After Visa and MasterCard left the Russian market earlier this year and some banks were eliminated from Swift global financial system, cryptocurrency, especially Stablecoin USDT, has become one of the most popular ways for people.

Meanwhile, the decision on the price of Russian crude oil ceiling is transported around the world, one of the issues that attract the most attention when the EU calculated the new sanctions on Russia, will be brought after spending.

Leaders of countries attending the EU summit and foreign EU in Prague, the Czech Republic on October 6.

Norway, not an EU member, today also announced that it will restrict Russian fishing vessels into the port.

The new punishment package was announced one day after the Russian President signed an official document to merge 4 provinces of Ukraine including Donetsk, Lugansk, Zaporizhzhia and Kherson.

The EU had previously imposed seven punishments with Russia after the country opened a military campaign in Ukraine on February 24.

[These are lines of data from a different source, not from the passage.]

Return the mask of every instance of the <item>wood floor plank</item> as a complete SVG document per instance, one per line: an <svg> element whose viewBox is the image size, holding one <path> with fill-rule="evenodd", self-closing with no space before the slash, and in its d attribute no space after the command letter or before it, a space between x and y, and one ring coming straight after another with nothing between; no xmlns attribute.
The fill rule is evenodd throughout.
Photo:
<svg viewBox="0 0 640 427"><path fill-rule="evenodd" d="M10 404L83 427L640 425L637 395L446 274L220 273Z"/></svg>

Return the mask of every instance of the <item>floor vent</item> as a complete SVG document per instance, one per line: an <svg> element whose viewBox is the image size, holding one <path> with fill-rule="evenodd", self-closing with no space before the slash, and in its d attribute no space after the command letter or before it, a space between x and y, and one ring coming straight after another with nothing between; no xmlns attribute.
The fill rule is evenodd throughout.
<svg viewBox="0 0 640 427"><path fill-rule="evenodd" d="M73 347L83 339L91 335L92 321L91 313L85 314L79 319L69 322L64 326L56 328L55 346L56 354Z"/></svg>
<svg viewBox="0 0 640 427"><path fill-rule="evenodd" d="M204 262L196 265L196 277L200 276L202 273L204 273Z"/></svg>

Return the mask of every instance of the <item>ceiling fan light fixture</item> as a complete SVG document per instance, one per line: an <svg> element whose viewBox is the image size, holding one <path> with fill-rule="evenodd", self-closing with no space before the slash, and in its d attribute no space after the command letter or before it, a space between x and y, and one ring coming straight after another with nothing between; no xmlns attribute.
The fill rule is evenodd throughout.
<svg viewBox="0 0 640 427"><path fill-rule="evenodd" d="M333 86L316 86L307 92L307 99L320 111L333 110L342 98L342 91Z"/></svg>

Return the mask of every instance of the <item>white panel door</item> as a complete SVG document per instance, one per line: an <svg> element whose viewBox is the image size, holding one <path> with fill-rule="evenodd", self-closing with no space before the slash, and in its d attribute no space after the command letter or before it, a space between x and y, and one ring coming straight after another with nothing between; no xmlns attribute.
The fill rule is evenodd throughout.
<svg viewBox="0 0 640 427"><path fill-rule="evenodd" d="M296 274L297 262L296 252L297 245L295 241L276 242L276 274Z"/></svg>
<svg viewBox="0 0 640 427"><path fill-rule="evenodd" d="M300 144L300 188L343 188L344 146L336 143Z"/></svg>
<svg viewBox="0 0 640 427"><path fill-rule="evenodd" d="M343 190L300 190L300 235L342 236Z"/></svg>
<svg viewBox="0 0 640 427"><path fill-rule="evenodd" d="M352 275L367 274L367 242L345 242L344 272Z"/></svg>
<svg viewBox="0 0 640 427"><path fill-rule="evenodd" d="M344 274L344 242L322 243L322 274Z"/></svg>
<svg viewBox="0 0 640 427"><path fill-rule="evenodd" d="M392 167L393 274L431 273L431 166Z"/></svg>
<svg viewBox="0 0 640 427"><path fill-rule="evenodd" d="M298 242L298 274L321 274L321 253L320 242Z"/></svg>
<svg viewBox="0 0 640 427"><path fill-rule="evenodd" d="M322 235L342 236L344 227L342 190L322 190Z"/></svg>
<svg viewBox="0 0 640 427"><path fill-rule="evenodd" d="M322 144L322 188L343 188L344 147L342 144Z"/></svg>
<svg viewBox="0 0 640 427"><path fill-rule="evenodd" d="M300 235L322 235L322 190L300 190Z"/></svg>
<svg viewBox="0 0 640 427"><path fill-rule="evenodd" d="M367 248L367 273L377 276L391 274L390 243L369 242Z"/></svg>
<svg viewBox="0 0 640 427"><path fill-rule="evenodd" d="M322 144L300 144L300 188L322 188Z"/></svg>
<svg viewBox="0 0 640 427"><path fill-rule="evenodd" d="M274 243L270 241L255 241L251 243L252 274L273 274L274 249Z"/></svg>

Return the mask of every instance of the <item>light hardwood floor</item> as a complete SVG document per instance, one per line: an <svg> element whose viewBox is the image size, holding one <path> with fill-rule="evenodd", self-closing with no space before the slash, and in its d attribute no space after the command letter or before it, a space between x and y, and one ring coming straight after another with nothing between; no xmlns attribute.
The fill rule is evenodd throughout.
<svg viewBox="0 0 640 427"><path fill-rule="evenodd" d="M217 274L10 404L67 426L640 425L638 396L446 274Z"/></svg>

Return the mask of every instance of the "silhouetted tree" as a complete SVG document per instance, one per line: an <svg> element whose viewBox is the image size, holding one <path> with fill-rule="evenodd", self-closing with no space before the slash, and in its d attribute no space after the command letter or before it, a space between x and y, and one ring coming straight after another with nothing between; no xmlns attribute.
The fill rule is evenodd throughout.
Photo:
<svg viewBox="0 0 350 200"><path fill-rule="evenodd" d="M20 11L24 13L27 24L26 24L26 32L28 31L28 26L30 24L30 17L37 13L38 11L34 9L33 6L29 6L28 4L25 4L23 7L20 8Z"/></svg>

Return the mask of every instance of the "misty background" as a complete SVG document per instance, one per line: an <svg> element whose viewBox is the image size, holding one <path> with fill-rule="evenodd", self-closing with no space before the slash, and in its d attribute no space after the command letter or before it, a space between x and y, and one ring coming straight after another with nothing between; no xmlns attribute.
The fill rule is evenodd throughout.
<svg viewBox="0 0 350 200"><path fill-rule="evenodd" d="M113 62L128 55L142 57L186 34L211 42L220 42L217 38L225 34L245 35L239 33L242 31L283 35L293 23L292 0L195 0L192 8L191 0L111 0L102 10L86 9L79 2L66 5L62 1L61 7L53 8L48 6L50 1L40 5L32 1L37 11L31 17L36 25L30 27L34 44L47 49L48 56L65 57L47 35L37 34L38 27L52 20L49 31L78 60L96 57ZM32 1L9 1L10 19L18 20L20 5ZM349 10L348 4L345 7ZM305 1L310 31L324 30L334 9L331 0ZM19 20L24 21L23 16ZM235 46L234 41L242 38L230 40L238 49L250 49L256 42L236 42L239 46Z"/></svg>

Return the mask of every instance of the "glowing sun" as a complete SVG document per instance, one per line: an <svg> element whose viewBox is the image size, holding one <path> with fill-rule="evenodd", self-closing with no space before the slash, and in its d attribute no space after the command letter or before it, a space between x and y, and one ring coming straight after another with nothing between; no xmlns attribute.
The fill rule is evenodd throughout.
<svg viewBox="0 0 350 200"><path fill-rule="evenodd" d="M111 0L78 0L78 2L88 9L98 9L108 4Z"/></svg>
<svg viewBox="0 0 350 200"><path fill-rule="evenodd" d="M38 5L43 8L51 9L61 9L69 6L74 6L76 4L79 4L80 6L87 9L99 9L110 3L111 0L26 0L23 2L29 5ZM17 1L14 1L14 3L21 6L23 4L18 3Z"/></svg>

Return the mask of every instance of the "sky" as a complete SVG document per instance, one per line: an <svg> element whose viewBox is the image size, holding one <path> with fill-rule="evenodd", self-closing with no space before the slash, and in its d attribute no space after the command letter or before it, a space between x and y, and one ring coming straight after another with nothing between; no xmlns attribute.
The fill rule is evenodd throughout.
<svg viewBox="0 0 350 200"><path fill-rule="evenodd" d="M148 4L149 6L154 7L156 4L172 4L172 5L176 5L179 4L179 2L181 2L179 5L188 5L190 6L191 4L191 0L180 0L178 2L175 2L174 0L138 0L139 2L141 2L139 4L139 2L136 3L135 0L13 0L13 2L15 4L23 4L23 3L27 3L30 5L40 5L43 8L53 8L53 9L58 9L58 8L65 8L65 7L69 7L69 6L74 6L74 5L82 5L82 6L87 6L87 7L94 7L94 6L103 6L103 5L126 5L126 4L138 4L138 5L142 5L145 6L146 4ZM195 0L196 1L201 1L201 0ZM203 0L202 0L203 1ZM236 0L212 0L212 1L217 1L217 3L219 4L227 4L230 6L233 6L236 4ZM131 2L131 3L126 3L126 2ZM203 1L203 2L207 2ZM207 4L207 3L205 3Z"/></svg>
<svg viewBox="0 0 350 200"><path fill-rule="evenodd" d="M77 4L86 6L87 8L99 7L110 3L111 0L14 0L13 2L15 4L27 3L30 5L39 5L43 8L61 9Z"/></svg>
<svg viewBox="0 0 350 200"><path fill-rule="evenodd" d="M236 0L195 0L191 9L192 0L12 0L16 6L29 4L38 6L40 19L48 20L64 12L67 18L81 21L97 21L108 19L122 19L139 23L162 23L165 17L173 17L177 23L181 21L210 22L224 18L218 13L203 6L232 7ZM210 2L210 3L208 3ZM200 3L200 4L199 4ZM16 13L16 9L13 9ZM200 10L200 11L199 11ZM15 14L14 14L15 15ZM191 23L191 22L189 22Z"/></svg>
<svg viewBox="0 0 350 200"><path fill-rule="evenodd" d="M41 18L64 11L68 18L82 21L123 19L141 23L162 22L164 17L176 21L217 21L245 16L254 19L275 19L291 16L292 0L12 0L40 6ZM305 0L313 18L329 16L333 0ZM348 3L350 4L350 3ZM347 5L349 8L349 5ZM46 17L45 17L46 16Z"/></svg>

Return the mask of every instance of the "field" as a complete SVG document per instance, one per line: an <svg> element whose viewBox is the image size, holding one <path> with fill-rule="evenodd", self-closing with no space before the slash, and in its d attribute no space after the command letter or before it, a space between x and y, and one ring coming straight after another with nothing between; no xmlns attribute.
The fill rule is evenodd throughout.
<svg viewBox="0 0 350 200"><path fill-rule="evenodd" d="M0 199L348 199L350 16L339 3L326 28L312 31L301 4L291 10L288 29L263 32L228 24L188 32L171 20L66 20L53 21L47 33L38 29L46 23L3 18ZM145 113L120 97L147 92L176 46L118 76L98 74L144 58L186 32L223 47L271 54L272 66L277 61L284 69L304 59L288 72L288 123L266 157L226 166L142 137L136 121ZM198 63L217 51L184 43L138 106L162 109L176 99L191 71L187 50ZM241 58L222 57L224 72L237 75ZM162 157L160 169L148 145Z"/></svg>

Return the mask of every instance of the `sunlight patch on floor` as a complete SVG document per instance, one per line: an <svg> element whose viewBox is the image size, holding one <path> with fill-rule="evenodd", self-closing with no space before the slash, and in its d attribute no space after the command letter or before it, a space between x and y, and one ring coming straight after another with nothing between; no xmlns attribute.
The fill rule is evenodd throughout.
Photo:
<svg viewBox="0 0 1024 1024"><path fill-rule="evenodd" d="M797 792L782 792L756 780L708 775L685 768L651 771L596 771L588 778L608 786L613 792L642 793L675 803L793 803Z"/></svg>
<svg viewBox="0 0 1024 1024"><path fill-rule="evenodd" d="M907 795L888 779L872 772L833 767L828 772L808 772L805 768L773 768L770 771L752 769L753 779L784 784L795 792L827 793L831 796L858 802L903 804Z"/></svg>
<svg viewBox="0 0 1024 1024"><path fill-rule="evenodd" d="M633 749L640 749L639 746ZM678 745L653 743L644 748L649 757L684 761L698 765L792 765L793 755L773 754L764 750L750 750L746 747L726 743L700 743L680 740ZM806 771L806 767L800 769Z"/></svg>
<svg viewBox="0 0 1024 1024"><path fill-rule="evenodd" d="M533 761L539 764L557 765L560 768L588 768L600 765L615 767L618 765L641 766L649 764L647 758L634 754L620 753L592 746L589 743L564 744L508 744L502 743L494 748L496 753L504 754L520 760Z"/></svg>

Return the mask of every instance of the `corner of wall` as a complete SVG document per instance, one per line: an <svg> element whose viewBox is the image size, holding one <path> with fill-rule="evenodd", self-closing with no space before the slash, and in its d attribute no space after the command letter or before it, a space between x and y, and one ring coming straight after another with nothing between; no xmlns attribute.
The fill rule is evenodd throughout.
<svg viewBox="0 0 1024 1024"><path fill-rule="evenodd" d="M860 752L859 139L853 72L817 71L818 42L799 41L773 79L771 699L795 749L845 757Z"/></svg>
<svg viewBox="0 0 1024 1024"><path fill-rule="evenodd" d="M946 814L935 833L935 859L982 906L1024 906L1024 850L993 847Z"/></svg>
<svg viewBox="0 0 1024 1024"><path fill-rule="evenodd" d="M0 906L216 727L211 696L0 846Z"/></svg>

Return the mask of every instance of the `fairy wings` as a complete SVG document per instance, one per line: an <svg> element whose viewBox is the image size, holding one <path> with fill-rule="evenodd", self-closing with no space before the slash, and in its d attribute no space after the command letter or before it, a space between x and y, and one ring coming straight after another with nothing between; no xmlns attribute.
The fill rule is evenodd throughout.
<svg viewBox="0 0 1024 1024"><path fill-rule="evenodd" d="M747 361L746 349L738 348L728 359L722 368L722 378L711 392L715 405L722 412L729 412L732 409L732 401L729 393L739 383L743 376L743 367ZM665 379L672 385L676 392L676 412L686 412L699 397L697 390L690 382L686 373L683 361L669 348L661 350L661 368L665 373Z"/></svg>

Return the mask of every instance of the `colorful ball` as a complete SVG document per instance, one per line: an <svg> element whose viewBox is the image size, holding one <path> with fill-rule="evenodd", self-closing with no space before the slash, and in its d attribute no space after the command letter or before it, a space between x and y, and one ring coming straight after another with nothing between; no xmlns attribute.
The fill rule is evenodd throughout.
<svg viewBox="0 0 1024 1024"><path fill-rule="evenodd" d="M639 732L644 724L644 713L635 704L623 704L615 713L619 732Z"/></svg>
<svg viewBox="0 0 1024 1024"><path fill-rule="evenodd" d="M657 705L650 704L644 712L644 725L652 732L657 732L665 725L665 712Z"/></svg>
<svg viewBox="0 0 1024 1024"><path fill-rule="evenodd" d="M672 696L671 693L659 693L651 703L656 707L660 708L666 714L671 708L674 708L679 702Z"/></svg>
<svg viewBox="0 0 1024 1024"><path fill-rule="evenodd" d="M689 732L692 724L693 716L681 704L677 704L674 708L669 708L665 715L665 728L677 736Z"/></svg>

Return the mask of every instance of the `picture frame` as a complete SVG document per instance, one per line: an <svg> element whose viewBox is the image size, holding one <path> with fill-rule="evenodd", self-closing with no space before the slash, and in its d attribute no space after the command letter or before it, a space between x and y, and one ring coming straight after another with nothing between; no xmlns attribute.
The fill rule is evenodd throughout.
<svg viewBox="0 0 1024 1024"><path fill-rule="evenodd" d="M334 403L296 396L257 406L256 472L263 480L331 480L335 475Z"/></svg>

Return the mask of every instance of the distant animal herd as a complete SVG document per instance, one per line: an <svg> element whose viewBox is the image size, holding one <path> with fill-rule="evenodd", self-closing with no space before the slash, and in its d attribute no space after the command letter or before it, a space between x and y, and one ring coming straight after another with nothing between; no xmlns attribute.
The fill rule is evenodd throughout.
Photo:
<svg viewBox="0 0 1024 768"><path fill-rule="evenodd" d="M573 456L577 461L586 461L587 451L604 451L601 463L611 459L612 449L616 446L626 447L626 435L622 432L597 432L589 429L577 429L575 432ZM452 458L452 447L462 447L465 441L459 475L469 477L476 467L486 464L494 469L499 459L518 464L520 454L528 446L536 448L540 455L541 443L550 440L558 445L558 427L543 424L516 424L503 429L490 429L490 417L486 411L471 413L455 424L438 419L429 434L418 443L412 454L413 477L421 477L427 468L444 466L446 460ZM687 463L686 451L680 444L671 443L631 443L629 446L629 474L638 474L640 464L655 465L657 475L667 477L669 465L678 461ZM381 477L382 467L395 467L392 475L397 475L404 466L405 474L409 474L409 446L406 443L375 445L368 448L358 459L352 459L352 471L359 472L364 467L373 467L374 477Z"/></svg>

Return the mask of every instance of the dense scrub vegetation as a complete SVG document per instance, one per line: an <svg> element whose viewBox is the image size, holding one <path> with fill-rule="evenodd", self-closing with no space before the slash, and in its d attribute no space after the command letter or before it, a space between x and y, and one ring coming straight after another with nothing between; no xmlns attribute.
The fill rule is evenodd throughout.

Yale University, one of the oldest universities in the United States, said the Russian economy was seriously affected by Western sanctions and international enterprises withdrawing from the market.

US officials are disappointed because sanctions have not been effective with Russia and the most serious impact may have to wait until the beginning of the next year.

After 6 months of suffering a series of unprecedented sanctions from the West, the Russian economy faced many difficulties, but was still motivated by selling energy.